Política

Finanças lamenta morte de ex-ministro

A direcção do Ministério das Finanças manifestou, domingo (10), sentimento de pesar pelo falecimento do ex-ministro do sector, Eduardo Leopoldo Severim de Morais, ocorrido, sábado, em Lisboa, Portugal, vítima de doença.

11/10/2021  Última atualização 08H58
Economista ocupou a pasta das Finanças de 2008 a 2010 © Fotografia por: Rogério Tuty | Edições Novembro
Numa mensagem de condolências, a direcção do Ministério das Finanças sublinha que Severim de Morais foi  um alto quadro da administração do Estado angolano, tendo desempenhado, "com máximo brio, competência e dedicação inolvidáveis funções".


Dentre as funções exercidas por Severim de Morais,   licenciado em Economia pela Universidade do Oriente em Santiago de Cuba, destaca-se a de vice-ministro das Finanças de 1996 a 1997, vice-ministro do Planeamento de 1997 a 2002, vice-ministro das Finanças de 2002 a 2008 e  ministro das Finanças de 2008 a 2010.

Severim de Morais foi, ainda, membro do Secretariado do Programa de Saneamento Económico e Financeiro (SEF), vice-ministro do Trabalho para a Área Económica (1990-1992), vice-ministro da Administração Pública, Emprego e Segurança Social (1992-1994), vice-ministro do Planeamento e Coordenação Económica (1994-1997).
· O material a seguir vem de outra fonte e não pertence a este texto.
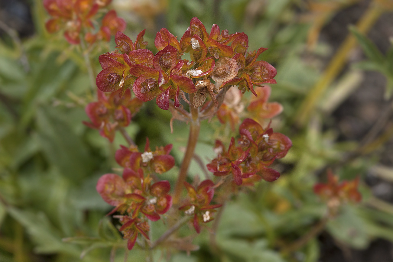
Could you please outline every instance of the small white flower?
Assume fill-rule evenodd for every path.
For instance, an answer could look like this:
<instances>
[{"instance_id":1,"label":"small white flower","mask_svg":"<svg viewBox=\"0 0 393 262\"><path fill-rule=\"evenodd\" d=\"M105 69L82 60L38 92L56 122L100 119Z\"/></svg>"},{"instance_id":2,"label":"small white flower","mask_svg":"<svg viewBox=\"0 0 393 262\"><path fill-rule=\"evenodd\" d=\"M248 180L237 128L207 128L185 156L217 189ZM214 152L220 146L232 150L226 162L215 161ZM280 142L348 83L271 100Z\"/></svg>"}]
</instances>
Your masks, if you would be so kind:
<instances>
[{"instance_id":1,"label":"small white flower","mask_svg":"<svg viewBox=\"0 0 393 262\"><path fill-rule=\"evenodd\" d=\"M141 156L142 157L142 162L147 163L153 159L153 153L151 152L145 152Z\"/></svg>"},{"instance_id":2,"label":"small white flower","mask_svg":"<svg viewBox=\"0 0 393 262\"><path fill-rule=\"evenodd\" d=\"M191 45L192 46L193 49L198 49L200 47L199 41L195 38L191 38Z\"/></svg>"},{"instance_id":3,"label":"small white flower","mask_svg":"<svg viewBox=\"0 0 393 262\"><path fill-rule=\"evenodd\" d=\"M194 214L194 211L195 210L195 205L192 205L191 207L184 211L184 214L186 215L192 215Z\"/></svg>"},{"instance_id":4,"label":"small white flower","mask_svg":"<svg viewBox=\"0 0 393 262\"><path fill-rule=\"evenodd\" d=\"M147 200L147 204L152 204L154 205L157 203L157 198L154 197L152 198L151 198L150 199Z\"/></svg>"},{"instance_id":5,"label":"small white flower","mask_svg":"<svg viewBox=\"0 0 393 262\"><path fill-rule=\"evenodd\" d=\"M122 88L123 86L124 85L124 77L123 77L121 78L121 80L120 80L120 82L119 83L119 86L121 88Z\"/></svg>"},{"instance_id":6,"label":"small white flower","mask_svg":"<svg viewBox=\"0 0 393 262\"><path fill-rule=\"evenodd\" d=\"M202 215L202 216L203 217L203 222L206 222L208 221L210 219L210 212L209 211L208 211L205 212L205 213Z\"/></svg>"},{"instance_id":7,"label":"small white flower","mask_svg":"<svg viewBox=\"0 0 393 262\"><path fill-rule=\"evenodd\" d=\"M215 147L213 148L213 151L217 155L220 155L222 154L222 148L221 147Z\"/></svg>"},{"instance_id":8,"label":"small white flower","mask_svg":"<svg viewBox=\"0 0 393 262\"><path fill-rule=\"evenodd\" d=\"M165 81L165 79L164 79L164 78L163 77L162 78L161 80L160 80L160 82L158 83L158 86L161 87L161 86L162 86L164 84L164 82Z\"/></svg>"},{"instance_id":9,"label":"small white flower","mask_svg":"<svg viewBox=\"0 0 393 262\"><path fill-rule=\"evenodd\" d=\"M185 74L187 75L192 75L193 77L196 77L198 75L200 75L203 73L202 70L195 70L195 69L191 69L187 71Z\"/></svg>"}]
</instances>

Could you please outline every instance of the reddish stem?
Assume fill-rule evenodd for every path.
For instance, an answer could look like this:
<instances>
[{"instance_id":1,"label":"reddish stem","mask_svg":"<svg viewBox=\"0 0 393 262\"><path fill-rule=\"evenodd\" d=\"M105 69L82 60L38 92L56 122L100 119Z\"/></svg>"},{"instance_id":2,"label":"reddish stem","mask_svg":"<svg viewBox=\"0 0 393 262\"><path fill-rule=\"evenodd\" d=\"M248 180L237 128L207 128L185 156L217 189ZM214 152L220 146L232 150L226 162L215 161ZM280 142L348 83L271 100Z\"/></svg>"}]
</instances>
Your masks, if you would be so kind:
<instances>
[{"instance_id":1,"label":"reddish stem","mask_svg":"<svg viewBox=\"0 0 393 262\"><path fill-rule=\"evenodd\" d=\"M190 94L190 101L191 102L194 99L194 94ZM185 178L187 176L187 171L190 165L191 159L194 156L194 150L195 150L196 142L198 142L198 137L199 136L199 130L200 129L200 125L199 123L199 111L198 108L195 108L193 106L190 106L190 111L191 113L191 119L190 125L190 134L188 137L188 142L187 143L187 147L185 150L184 157L182 162L182 166L179 172L179 176L176 182L175 187L174 196L173 197L173 203L177 204L179 202L180 197L182 195L182 189L183 184L185 181Z\"/></svg>"}]
</instances>

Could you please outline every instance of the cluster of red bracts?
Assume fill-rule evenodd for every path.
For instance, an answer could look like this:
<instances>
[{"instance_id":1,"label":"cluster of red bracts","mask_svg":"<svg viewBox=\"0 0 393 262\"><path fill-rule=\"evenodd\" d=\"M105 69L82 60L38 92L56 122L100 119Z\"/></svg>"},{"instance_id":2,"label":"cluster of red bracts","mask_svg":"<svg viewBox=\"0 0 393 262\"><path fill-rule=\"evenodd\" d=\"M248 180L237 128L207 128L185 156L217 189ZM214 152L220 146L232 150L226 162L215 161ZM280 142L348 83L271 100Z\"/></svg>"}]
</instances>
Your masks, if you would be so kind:
<instances>
[{"instance_id":1,"label":"cluster of red bracts","mask_svg":"<svg viewBox=\"0 0 393 262\"><path fill-rule=\"evenodd\" d=\"M131 117L138 111L143 102L138 98L131 99L131 91L125 90L121 95L120 90L107 96L97 91L98 101L89 103L85 108L92 123L83 122L88 126L99 130L100 134L113 142L116 129L128 126Z\"/></svg>"},{"instance_id":2,"label":"cluster of red bracts","mask_svg":"<svg viewBox=\"0 0 393 262\"><path fill-rule=\"evenodd\" d=\"M222 205L210 205L214 196L214 183L211 180L202 181L196 189L187 182L184 182L184 185L187 189L189 199L187 203L179 207L179 210L184 211L187 215L194 215L191 221L199 234L200 232L200 222L208 223L213 220L211 216L216 212L215 209Z\"/></svg>"},{"instance_id":3,"label":"cluster of red bracts","mask_svg":"<svg viewBox=\"0 0 393 262\"><path fill-rule=\"evenodd\" d=\"M339 183L338 177L332 170L327 170L327 182L318 183L314 186L314 192L325 202L329 208L329 214L334 216L340 207L348 202L356 203L362 200L362 195L358 191L359 177Z\"/></svg>"},{"instance_id":4,"label":"cluster of red bracts","mask_svg":"<svg viewBox=\"0 0 393 262\"><path fill-rule=\"evenodd\" d=\"M109 213L121 214L123 226L120 231L128 239L131 249L141 233L149 239L146 219L156 221L160 215L172 206L169 182L162 181L152 184L152 172L162 174L174 165L174 159L169 154L172 145L157 147L152 151L147 139L145 150L139 152L136 147L122 147L116 152L116 160L124 167L122 177L107 174L99 180L96 189L103 199L116 207Z\"/></svg>"},{"instance_id":5,"label":"cluster of red bracts","mask_svg":"<svg viewBox=\"0 0 393 262\"><path fill-rule=\"evenodd\" d=\"M155 55L145 48L147 43L143 41L144 33L138 35L134 43L121 32L116 34L115 41L121 53L117 50L100 57L103 70L96 83L101 90L132 88L140 100L150 101L155 97L158 106L167 110L170 99L173 99L175 107L180 106L179 95L185 99L184 92L204 94L204 89L208 88L214 97L210 79L222 83L220 88L237 85L242 92L251 90L255 95L253 85L276 82L274 68L265 61L257 61L266 48L246 56L248 40L244 33L228 34L228 30L223 30L220 34L218 26L214 24L208 34L194 17L180 42L165 28L157 33L154 44L158 52ZM182 59L186 52L190 53L191 62ZM193 105L198 107L204 102L198 101Z\"/></svg>"},{"instance_id":6,"label":"cluster of red bracts","mask_svg":"<svg viewBox=\"0 0 393 262\"><path fill-rule=\"evenodd\" d=\"M78 44L81 42L81 33L84 40L92 44L97 40L107 42L110 36L125 29L125 22L118 17L116 12L108 12L101 22L101 26L95 33L94 24L98 23L95 16L100 9L106 7L112 0L44 0L44 7L53 18L45 24L50 33L61 29L70 44Z\"/></svg>"},{"instance_id":7,"label":"cluster of red bracts","mask_svg":"<svg viewBox=\"0 0 393 262\"><path fill-rule=\"evenodd\" d=\"M252 177L249 180L263 179L272 181L278 178L280 173L267 167L286 154L292 146L289 138L280 133L273 132L269 126L264 129L250 118L241 124L239 132L239 145L236 146L232 137L227 151L222 142L216 141L215 149L218 156L208 164L208 169L215 176L231 174L237 185Z\"/></svg>"}]
</instances>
Nas vestes de ministro das Finanças, Severim de Morais enfrentou a crise de 2008 e negociou, com o Fundo Monetário Internacional (FMI), o primeiro programa de assistência e recuperação económica ao país, o Stand-by Arrangment, para fazer face aos choques da queda do preço do petróleo e à "crise do subprime” instalada no sistema financeiro internacional.
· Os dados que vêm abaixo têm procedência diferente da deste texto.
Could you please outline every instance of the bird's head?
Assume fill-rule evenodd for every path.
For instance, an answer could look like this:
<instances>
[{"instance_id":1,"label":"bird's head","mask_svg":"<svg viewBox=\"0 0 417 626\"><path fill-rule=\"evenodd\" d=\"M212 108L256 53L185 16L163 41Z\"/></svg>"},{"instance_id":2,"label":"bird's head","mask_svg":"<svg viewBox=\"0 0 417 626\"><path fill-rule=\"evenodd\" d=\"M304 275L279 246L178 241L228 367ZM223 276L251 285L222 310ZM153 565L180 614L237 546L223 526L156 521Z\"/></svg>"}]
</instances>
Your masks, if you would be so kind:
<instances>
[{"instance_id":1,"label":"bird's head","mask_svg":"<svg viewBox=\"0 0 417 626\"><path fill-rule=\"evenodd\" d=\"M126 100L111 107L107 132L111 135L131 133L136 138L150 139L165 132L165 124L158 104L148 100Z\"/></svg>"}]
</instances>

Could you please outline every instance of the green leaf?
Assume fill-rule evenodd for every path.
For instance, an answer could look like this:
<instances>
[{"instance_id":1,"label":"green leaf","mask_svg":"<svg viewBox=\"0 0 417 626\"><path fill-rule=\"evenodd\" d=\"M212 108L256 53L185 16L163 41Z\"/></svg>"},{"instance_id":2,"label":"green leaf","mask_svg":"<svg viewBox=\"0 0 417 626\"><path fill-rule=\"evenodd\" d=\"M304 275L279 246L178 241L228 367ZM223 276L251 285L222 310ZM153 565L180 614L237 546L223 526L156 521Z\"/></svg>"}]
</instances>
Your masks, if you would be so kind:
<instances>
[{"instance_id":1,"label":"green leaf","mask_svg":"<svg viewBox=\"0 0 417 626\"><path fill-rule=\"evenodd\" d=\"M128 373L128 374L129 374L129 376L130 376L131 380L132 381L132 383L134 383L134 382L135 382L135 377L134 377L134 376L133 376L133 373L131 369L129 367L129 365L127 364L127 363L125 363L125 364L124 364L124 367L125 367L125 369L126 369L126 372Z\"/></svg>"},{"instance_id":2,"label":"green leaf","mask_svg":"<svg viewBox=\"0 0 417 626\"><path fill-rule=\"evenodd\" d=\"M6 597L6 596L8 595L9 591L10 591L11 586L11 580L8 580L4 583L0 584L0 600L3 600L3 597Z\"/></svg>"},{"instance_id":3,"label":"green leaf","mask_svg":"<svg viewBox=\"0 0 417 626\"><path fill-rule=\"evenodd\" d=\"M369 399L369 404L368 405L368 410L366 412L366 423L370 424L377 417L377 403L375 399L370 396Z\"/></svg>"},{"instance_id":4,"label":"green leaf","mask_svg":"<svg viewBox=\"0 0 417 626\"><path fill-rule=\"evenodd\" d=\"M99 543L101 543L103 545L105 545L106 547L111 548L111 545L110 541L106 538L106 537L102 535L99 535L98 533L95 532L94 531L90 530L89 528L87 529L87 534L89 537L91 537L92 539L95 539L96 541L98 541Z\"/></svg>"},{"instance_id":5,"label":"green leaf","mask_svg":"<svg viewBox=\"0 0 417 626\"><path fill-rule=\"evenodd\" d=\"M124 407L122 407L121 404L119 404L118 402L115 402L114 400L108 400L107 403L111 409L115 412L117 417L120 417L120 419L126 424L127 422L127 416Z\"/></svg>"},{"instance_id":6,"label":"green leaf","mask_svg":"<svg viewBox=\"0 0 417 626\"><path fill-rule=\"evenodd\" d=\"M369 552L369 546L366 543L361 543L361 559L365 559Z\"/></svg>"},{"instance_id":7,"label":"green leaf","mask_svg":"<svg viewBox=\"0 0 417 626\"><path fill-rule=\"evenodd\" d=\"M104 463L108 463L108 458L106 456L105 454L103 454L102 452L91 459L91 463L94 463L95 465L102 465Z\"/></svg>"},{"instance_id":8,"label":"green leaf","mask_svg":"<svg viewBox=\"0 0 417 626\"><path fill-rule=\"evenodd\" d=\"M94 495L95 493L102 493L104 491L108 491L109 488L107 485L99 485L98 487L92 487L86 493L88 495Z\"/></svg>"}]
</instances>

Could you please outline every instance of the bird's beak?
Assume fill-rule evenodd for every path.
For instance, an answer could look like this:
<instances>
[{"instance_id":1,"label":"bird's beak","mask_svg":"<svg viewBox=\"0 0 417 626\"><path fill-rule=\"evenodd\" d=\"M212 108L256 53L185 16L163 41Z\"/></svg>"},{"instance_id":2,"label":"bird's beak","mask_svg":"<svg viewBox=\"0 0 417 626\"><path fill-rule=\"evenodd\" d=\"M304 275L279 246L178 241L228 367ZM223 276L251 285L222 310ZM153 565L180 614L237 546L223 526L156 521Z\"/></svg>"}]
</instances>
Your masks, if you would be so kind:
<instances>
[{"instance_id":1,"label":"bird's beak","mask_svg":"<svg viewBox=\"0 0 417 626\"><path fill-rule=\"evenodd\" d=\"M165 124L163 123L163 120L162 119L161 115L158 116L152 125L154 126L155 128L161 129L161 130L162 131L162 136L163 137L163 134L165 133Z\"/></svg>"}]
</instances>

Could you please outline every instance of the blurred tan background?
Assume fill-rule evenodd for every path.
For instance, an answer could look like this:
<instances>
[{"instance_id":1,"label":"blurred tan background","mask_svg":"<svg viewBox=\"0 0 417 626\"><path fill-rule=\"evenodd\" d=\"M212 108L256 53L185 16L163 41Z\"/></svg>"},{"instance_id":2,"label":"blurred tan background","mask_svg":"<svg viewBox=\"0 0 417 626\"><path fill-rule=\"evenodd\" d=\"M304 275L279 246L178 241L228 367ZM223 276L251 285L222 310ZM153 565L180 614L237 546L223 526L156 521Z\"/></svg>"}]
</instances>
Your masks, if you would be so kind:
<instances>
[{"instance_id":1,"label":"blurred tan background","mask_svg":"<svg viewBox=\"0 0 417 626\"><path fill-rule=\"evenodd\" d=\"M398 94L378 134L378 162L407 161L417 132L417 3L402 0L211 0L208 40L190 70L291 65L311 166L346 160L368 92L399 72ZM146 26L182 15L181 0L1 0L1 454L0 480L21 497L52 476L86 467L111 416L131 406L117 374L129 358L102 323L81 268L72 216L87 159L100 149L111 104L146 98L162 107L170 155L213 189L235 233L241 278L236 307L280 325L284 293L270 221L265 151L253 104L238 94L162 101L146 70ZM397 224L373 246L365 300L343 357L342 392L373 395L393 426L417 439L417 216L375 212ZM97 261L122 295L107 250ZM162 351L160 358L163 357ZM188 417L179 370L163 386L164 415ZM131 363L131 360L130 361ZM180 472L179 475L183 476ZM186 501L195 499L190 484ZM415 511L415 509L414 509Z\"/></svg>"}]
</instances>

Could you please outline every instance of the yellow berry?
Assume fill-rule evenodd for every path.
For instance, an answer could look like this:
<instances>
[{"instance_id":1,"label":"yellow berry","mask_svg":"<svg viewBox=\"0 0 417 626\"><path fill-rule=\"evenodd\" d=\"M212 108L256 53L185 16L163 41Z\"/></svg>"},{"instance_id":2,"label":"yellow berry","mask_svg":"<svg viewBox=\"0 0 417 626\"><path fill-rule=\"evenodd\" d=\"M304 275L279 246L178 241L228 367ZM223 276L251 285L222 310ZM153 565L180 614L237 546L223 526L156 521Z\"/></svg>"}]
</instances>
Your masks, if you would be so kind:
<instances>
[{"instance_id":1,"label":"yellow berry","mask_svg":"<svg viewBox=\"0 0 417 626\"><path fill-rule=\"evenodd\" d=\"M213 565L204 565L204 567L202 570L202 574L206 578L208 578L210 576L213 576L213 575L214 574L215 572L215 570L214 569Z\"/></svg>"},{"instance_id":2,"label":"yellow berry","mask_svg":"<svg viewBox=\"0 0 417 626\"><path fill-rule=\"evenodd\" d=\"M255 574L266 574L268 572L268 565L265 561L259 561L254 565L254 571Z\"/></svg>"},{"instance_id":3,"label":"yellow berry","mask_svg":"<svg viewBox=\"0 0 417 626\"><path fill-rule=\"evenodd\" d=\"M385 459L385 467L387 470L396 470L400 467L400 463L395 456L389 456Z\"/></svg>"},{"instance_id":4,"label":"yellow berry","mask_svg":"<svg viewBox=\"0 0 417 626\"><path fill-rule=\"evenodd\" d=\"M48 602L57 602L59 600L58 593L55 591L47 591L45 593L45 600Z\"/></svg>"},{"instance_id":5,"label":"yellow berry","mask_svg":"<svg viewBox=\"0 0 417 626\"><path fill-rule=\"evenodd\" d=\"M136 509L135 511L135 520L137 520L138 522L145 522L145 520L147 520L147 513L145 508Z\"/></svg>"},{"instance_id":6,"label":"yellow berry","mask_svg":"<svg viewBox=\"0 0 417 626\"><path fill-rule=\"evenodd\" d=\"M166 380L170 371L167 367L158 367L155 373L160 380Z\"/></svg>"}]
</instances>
No plano pessoal, Severim de Morais foi gestor empresarial e bancário, para além do seu "abnegado empenho" no ensino e formação de quadros enquanto docente universitário na Faculdade de Economia da Universidade Agostinho Neto, desde 1983.
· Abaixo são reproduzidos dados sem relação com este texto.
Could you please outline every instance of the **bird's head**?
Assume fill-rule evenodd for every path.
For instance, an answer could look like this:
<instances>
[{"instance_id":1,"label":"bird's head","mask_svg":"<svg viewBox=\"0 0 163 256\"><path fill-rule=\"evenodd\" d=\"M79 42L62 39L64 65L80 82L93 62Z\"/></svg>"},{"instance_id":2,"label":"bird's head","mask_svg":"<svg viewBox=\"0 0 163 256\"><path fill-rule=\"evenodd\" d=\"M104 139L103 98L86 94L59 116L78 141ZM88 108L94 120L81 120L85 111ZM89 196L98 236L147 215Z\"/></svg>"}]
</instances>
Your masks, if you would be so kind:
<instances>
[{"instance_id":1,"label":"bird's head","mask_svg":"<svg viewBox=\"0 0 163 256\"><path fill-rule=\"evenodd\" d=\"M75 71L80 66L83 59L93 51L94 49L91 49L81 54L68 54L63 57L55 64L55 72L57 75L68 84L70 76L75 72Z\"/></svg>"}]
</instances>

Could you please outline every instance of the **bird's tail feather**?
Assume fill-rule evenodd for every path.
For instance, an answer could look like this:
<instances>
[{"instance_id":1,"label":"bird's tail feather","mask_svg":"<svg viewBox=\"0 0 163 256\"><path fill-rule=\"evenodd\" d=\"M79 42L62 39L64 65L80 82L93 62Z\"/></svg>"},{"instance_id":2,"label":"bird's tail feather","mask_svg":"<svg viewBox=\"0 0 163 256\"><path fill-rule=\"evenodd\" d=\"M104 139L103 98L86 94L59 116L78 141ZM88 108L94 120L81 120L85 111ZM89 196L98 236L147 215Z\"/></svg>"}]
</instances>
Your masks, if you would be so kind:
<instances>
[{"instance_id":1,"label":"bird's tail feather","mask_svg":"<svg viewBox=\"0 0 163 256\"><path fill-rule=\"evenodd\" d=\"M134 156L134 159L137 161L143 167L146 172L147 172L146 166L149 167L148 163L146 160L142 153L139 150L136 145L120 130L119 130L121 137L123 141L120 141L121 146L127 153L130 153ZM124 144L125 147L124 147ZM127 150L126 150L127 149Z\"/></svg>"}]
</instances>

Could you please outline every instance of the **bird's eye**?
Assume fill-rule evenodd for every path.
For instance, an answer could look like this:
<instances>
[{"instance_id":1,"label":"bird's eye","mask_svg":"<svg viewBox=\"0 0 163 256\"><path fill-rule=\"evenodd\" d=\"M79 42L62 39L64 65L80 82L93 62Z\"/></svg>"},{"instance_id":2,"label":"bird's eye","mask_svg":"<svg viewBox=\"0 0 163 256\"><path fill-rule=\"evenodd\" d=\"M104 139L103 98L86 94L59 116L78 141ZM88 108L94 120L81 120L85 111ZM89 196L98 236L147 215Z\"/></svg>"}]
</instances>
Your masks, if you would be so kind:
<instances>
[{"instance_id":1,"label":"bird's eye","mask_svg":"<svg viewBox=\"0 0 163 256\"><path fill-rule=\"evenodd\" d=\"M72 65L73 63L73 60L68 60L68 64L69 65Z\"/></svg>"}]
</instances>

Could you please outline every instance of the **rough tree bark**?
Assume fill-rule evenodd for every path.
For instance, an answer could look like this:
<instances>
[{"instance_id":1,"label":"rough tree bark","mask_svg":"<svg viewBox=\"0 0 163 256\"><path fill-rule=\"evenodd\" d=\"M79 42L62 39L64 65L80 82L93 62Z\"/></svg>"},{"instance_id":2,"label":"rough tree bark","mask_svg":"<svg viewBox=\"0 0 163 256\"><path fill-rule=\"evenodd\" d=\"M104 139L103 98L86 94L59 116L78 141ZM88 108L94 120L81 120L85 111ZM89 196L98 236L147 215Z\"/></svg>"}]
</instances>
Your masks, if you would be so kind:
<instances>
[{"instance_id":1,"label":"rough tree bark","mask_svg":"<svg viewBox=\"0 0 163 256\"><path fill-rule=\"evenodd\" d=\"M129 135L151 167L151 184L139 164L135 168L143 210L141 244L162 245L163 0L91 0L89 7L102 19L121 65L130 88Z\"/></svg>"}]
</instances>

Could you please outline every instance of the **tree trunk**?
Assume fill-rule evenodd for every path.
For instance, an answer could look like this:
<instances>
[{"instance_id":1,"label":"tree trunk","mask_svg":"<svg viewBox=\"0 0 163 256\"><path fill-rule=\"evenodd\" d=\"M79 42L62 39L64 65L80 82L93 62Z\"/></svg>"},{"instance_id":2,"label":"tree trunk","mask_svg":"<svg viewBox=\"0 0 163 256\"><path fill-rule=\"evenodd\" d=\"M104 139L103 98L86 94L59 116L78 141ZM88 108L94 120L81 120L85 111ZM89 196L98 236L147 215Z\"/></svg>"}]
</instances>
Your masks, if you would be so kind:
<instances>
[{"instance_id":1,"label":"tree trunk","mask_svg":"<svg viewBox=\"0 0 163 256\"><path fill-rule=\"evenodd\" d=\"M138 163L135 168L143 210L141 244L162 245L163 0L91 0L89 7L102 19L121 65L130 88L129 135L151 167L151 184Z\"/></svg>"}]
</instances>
O malogrado foi também professor convidado da Universidade Lusíada de Angola e do Instituto Superior Politécnico da Tundavala, no Lubango, sua terra natal, onde nasceu a 31 de Julho de 1950 e onde residia.

"O seu abnegado e incontestado serviço à Pátria é certamente um traço e um legado que vai perdurar de forma indelével, especialmente para as gerações mais jovens de quadros deste Ministério, ao qual serviu ao longo de vários anos e em diferentes funções" lê-se na nota de condolências.